Dépenser intelligemment
En cette époque de faibles taux d’intérêt, forcer les œuvres de bienfaisance à dépenser davantage pour leurs activités risquerait d’hypothéquer leur viabilité à long terme.
La Section des organismes de bienfaisance et à but non lucratif de l’Association du Barreau canadien s’inquiète de la possible augmentation du montant minimum qu’une œuvre de bienfaisance enregistrée doit consacrer à ses activités caritatives, car cela compliquerait la planification de ses investissements et ferait planer un risque sur sa pérennité financière.
Dans une lettre à la vice-première ministre et ministre des Finances Chrystia Freeland (lettre disponible uniquement en anglais, toutes les citations qui en sont tirées sont des traductions), la section est d’avis que majorer le contingent des versements et muscler les leviers légaux de l’Agence du revenu du Canada, solution que l’on propose d’étudier par des consultations publiques dans le budget fédéral de 2021, créerait des difficultés pour de nombreux organismes de bienfaisance.
Le contingent des versements, c’est le pourcentage des dons qu’un organisme de bienfaisance enregistré doit dépenser pour ses programmes ou services caritatifs chaque année – ce qui comprend les cadeaux aux autres œuvres caritatives. Le montant est calculé à partir de la valeur des biens de l’organisme que celui-ci n’utilise pas pour mener ou administrer ses activités caritatives. Ce contingent est actuellement fixé à 3,5 % de la valeur moyenne de ses biens.
Jusqu’en 2004, ce taux était de 4,5 % et, comme le souligne la section, les œuvres caritatives avaient du mal à atteindre ce seuil. Cette année-là, dans le budget fédéral, ce pourcentage fut revu à la baisse pour mieux refléter les taux de rendement réels à long terme du type de portefeuille de placements que détiennent la plupart des organismes de bienfaisance enregistrés.

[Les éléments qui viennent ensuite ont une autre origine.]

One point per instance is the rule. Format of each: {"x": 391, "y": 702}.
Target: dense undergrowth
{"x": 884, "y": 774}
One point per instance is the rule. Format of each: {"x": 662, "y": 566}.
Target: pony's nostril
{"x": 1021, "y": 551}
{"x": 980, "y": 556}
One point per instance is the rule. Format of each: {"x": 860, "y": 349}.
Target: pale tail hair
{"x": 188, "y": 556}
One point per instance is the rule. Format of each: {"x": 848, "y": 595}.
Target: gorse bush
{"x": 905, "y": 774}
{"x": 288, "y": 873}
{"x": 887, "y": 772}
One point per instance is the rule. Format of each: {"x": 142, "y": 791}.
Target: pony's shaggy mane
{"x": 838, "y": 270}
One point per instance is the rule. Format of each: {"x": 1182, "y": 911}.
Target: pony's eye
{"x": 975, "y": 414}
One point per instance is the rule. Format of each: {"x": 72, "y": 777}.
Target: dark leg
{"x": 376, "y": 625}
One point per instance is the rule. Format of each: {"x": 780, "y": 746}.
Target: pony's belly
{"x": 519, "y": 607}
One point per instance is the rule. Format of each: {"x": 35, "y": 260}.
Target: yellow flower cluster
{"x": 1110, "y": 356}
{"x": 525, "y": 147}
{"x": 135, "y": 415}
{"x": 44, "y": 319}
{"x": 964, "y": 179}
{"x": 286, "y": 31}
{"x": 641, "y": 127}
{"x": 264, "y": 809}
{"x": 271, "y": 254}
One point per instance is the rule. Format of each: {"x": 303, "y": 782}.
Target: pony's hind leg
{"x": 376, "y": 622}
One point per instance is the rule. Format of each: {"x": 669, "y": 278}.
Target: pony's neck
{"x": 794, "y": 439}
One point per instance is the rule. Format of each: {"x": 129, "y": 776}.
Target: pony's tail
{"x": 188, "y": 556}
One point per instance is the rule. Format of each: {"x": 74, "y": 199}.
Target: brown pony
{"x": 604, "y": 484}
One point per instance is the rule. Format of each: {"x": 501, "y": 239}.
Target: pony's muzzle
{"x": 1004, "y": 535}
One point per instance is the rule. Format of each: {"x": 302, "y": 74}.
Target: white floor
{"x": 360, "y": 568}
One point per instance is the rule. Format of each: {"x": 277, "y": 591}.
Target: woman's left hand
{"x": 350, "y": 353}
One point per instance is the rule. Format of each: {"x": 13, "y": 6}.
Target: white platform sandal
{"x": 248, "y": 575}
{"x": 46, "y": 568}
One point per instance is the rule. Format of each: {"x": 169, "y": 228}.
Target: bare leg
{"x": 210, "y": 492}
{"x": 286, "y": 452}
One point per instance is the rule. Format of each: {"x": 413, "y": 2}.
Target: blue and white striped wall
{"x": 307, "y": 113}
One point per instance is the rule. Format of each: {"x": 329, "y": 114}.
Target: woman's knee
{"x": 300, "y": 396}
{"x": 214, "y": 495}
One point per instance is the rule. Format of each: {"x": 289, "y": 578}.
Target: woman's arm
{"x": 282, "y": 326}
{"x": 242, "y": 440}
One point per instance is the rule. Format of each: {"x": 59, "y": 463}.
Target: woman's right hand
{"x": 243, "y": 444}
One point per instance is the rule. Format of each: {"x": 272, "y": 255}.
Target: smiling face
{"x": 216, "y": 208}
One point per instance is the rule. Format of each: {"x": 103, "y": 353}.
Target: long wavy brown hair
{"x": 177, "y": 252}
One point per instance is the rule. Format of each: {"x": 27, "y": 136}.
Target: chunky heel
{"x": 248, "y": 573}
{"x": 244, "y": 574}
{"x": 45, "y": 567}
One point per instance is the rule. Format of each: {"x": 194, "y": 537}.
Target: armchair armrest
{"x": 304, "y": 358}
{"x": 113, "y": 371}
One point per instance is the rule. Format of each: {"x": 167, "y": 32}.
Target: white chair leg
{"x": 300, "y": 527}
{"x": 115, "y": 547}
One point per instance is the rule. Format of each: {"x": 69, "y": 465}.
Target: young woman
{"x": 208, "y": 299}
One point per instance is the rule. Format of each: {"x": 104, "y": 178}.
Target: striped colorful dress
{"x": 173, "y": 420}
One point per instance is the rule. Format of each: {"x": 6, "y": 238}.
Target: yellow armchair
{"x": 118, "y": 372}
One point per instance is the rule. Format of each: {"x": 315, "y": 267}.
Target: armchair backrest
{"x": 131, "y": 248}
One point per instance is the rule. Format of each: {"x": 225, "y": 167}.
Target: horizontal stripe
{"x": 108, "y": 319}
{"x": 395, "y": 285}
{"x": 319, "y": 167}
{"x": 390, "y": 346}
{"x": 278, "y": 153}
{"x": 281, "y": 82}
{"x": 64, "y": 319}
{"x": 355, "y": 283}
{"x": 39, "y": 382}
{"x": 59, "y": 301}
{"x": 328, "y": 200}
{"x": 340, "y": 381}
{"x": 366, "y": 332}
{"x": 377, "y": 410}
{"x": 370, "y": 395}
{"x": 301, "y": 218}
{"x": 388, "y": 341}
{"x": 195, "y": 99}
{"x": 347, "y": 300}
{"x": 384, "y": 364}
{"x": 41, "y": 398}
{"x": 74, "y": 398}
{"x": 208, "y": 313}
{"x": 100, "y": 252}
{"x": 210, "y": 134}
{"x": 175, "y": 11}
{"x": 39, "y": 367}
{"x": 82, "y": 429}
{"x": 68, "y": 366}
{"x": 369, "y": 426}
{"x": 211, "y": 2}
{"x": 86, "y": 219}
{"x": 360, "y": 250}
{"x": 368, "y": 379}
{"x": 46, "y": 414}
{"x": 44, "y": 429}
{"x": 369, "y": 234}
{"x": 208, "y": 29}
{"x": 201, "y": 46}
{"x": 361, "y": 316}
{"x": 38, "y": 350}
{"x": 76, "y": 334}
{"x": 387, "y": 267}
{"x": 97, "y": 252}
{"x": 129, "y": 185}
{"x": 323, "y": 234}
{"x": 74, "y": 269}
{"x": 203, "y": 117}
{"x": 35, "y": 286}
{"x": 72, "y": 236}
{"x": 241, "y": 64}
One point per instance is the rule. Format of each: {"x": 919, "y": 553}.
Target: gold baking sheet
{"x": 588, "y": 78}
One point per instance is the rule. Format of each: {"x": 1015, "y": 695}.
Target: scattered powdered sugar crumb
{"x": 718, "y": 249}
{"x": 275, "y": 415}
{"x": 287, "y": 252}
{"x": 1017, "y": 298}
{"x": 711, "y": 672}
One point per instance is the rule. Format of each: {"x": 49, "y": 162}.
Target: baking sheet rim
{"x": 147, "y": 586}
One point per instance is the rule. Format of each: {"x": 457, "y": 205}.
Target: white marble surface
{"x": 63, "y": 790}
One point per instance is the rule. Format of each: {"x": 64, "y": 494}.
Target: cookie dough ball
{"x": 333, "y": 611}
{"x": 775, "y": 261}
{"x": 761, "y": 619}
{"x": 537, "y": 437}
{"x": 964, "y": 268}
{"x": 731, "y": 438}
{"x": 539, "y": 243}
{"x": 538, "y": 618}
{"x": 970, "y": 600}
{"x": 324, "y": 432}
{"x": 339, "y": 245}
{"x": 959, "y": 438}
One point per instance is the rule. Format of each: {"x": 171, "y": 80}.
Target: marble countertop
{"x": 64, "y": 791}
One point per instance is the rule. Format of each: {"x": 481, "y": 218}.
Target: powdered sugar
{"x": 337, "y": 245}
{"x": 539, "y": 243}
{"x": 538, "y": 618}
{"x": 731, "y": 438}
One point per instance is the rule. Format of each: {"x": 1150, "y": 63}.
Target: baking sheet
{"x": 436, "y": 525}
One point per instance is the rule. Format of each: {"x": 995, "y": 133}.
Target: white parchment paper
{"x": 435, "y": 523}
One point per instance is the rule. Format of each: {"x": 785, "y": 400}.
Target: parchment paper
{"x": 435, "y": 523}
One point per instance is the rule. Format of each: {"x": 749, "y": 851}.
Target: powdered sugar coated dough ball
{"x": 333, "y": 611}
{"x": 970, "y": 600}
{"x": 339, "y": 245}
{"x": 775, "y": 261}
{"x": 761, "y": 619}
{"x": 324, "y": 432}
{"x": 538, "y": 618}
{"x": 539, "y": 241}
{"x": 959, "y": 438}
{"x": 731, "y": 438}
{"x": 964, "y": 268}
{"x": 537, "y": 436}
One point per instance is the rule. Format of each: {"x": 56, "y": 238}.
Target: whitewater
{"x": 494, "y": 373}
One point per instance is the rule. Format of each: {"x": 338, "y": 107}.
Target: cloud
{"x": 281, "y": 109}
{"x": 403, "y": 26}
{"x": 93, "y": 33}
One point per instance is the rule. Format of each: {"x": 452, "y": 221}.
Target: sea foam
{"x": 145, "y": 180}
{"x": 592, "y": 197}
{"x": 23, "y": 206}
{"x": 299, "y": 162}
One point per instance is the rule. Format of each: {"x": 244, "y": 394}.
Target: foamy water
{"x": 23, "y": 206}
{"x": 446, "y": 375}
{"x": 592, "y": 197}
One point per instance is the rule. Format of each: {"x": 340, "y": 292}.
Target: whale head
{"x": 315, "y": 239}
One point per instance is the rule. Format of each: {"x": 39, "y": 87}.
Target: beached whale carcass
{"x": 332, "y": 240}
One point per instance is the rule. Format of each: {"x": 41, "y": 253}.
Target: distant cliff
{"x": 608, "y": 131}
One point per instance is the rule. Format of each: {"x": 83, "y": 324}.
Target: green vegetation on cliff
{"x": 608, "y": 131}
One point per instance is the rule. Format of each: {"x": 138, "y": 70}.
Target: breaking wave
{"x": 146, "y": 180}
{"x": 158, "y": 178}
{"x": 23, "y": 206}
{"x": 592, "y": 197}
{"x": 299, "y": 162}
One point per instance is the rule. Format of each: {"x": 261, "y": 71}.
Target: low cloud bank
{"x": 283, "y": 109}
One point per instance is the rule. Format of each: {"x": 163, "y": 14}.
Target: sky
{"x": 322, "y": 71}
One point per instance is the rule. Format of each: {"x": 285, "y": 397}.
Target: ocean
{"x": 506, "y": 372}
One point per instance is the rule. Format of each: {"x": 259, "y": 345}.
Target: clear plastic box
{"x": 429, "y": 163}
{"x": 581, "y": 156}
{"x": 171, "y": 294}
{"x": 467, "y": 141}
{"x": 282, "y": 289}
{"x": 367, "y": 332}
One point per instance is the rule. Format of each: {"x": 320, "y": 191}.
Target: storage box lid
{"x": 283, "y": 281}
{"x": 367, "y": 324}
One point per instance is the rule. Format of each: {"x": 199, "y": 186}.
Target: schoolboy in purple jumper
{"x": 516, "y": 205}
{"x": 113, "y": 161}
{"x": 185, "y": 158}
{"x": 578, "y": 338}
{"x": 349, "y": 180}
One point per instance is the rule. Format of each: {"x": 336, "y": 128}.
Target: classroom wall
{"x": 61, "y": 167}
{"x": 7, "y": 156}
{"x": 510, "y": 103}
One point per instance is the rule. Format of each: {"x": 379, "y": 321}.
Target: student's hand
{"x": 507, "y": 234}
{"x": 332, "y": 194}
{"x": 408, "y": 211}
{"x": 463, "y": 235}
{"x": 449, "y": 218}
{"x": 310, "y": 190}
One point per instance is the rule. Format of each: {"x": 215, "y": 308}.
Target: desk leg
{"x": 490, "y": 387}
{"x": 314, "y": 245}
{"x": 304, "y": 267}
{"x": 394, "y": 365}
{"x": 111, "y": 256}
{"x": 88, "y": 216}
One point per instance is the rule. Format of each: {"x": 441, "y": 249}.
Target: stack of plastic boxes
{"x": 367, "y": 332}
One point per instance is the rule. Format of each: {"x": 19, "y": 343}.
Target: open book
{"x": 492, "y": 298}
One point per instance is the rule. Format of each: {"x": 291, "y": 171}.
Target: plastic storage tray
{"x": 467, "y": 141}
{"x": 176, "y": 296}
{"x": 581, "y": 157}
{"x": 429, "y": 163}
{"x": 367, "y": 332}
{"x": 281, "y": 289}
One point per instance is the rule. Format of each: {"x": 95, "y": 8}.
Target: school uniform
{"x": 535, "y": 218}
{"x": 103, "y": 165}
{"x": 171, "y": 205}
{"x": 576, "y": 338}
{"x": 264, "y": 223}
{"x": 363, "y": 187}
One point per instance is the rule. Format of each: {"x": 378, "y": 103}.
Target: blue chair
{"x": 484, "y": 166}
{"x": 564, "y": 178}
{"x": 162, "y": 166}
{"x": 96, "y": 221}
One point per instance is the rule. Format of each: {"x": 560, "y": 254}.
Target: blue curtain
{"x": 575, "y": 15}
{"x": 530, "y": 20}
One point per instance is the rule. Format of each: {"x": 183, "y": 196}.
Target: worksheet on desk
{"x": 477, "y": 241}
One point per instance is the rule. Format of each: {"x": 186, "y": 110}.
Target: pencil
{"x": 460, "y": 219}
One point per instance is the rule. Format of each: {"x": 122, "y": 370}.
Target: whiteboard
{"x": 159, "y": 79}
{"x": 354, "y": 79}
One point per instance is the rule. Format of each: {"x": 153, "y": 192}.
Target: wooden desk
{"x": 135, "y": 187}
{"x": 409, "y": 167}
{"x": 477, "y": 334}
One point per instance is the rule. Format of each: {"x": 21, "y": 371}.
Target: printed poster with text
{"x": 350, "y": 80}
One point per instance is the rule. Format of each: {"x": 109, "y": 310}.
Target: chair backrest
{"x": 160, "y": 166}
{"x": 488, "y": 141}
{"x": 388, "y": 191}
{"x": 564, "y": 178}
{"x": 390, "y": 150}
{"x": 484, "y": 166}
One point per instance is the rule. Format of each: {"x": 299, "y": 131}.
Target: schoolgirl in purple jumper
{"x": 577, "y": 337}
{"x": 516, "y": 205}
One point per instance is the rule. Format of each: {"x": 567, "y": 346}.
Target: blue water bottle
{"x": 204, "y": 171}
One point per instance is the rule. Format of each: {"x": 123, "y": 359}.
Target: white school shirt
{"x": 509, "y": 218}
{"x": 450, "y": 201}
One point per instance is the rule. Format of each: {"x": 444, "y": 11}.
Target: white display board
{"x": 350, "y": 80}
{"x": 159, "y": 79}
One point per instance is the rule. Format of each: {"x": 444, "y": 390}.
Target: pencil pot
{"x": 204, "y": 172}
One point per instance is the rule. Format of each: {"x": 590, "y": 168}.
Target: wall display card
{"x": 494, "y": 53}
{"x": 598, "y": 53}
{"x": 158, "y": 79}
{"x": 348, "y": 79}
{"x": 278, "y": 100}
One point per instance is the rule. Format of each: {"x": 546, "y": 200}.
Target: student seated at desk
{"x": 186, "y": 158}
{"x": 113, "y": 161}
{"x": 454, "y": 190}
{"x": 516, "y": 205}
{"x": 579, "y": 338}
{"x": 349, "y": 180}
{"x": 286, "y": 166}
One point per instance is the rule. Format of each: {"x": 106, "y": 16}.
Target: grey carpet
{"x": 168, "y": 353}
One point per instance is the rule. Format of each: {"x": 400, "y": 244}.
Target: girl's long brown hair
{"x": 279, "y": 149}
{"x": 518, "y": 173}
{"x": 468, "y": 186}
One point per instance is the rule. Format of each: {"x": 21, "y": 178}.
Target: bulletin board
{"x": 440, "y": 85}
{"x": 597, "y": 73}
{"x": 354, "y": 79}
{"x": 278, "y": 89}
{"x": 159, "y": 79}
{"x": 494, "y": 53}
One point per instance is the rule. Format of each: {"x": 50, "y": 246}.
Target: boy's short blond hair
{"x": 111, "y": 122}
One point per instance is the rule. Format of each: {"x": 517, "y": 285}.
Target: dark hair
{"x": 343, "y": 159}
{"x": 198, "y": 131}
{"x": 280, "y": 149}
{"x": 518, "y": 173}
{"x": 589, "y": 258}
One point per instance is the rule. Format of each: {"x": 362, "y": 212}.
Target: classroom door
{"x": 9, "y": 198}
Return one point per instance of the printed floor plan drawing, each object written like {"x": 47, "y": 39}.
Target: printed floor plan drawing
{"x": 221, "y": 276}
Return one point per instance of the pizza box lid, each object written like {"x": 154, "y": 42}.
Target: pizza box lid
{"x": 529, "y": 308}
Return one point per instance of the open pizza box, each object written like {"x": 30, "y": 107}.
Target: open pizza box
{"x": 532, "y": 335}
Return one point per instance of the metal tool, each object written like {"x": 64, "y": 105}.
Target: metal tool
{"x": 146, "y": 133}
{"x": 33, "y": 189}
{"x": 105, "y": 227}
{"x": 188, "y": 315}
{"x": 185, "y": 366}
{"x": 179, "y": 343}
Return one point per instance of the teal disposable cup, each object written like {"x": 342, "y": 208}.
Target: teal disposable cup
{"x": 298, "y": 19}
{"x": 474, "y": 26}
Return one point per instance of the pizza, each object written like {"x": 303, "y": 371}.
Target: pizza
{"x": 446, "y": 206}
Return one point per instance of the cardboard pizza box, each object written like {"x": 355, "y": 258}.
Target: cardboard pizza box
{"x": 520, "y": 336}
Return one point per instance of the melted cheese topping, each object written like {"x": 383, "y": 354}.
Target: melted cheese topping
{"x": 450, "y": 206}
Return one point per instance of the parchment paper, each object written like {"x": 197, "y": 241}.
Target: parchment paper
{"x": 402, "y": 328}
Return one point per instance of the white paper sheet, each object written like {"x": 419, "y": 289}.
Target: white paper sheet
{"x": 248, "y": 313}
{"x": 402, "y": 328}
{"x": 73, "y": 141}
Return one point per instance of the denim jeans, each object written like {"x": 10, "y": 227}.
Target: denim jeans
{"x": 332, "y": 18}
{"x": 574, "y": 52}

En 2004, on jugeait que 4,5 %, c’était trop, compte tenu des rendements dans un contexte où le taux officiel d’escompte se situait à 2,25 %. Aujourd’hui, ce taux est à un demi pour cent! Avec un taux aussi faible, la section estime qu’augmenter le contingent des versements n’est pas une bonne idée.
Dépenses en immobilisations
La section fait observer que majorer le contingent des versements risque d’obliger les organismes de bienfaisance à dépenser en puisant dans leur capital en plus de leurs intérêts et dividendes. Cela poserait un problème financier aux organismes dont les dépenses sont restreintes aux intérêts et dividendes. La section est claire : « Les immobilisations, qui comprennent les gains en capital, ne sauraient être mises à contribution pour des dépenses, car il s’agit de fonds fiduciaires dont la loi interdit l’utilisation, qui constituerait un empiétement sur le capital et une violation de fiducie. »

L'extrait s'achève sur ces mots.